Saturday, February 13, 2010

Happy Chinese New Year!

It is celebrations like this reminds me of my root, my origin, and the importance of "basics." As we grow, we seem to master the basic elements fairly quickly, crawl, walk, speak, write, advancing in math, science and literature. Soon we graduate from college with some sort of specialized degree. (Some of us even advanced further to obtain a PhD or becoming a authentic figure in certain fields). Not that often did we look back and appreciate how far we've come in life, to become who we are today, and appreciate the foundation (the basics) that we painstakingly (yet conveniently forget) to acquire through the years.
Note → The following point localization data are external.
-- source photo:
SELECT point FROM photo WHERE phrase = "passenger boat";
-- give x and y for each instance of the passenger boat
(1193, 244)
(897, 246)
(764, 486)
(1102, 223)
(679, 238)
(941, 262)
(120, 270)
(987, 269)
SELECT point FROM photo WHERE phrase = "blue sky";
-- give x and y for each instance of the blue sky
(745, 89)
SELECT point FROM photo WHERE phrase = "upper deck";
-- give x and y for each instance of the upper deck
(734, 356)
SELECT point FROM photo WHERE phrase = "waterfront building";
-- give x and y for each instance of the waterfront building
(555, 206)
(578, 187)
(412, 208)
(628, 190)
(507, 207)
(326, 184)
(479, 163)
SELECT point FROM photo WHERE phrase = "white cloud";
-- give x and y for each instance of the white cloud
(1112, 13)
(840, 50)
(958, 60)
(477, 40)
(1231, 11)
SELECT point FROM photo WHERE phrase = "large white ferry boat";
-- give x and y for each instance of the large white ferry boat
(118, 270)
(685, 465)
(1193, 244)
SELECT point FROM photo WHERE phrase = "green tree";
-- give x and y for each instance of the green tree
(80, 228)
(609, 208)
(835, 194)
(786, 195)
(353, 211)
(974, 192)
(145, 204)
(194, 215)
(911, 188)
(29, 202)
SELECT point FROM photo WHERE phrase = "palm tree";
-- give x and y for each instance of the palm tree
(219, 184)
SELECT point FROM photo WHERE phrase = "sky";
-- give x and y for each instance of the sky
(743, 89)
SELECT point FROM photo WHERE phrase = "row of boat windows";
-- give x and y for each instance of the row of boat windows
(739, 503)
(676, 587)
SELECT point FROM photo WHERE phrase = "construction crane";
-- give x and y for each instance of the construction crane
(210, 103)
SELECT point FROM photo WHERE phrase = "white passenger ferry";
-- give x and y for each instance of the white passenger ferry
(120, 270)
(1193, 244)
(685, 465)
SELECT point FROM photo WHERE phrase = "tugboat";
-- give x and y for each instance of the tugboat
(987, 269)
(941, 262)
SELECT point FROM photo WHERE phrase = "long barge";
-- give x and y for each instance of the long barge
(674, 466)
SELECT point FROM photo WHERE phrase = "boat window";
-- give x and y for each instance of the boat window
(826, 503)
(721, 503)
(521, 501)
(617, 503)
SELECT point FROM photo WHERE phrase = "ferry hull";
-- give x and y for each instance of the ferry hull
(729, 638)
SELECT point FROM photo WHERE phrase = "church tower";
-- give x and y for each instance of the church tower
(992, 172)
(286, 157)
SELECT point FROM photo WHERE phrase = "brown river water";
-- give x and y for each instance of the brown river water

Through my journey of a yoga retreat this past weekend, I found my way back to nature and reconnected with the most simple and basic inner-self. I wouldn't go as far to say that I have been enlightened. The experience, The Ojai Foundation friends, our hosts, the yoga teacher, friends I met on the trip, altogether created this unique experience, has lighted a path to my inner self. I hope I can continue to unravel this path upon my return and reconnect that integrate with my everyday living.

That's the prelude to my much needed "Back to Basic" course in cookie making. I've taken short-cuts in the past where I went on to some fairly complicated recipes in hope that I would be able to master them with ease. Truth is - as "gifted" a cook as I am, there is no shortcut to skill - practice makes better. I picked up the simplest Icebox Sugar Cookie recipe to sharpen my basic skill. As I progress through the experience, I found myself a lot more patient and less critical. I hope you'll find a culinary skill that you'd like to practice again.

White Icebox Sugar Cookies

Prep: 15 min * Cook: 8 to 10 mins * Other: 3 hrs

Ingredients:
  • 1 cup all purpose flour
  • 1/4 teaspoon baking sodar
  • 1/8 teaspoon salt
  • 4 tablespoon butter, softened
  • 2/3 cup sugar
  • 1 teaspoon vanilla extract
  • 1 large egg white
  • Cooking spray
Mixing dry ingredients together:
  1. Lighty spoon flour into a dry measuring cup, and level with a knife. Don't try to level by hammering the measuring cup on the surface, just simply spoon and level
  2. Combine flour, baking soda, and salt together. Set aside
Making the doug:
  1. In a electric mixer, beat butter on medium speed until light and fluffy. A common mistake is not knowing how "soft" the butter should be before going in. If the butter doesn't become light after a couple of minutes, you can remove the bowl from the mixer and hold it on top of a bowl of simmering water. You'll notice the butter starting to melt and do not over heat it. Place it back on to the mixer and restart beating. Notice the difference.
  2. Add in sugar one spoon at a time. You may need to clear the sides of the bowl as the sugar may get stuck on the sides. Beat until fluffy and well blended
  3. Add egg white and vanilla extract. Lower the speed to medium-low and beat until well blended
  4. Slowly add in the flour mixture, one spoonful at a time. Once you have pour in all the mixture, turn the speed to "stir" and until well blended.
Forming the dough:
  1. Take out wax paper.
  2. Pour the dough onto the wax paper and form a 6 inch log
  3. Be careful not to create wrinkles on the wax paper as it will affect the outcome of the shape
  4. twist the ends of the wax paper securely
  5. Freeze for 3 hrs or until firm
Baking:
When you are ready to bake your cookies, take a sharp knife and slice a 1/4 inch width piece.
Pop it into the oven 350 degrees for 8-10 mins.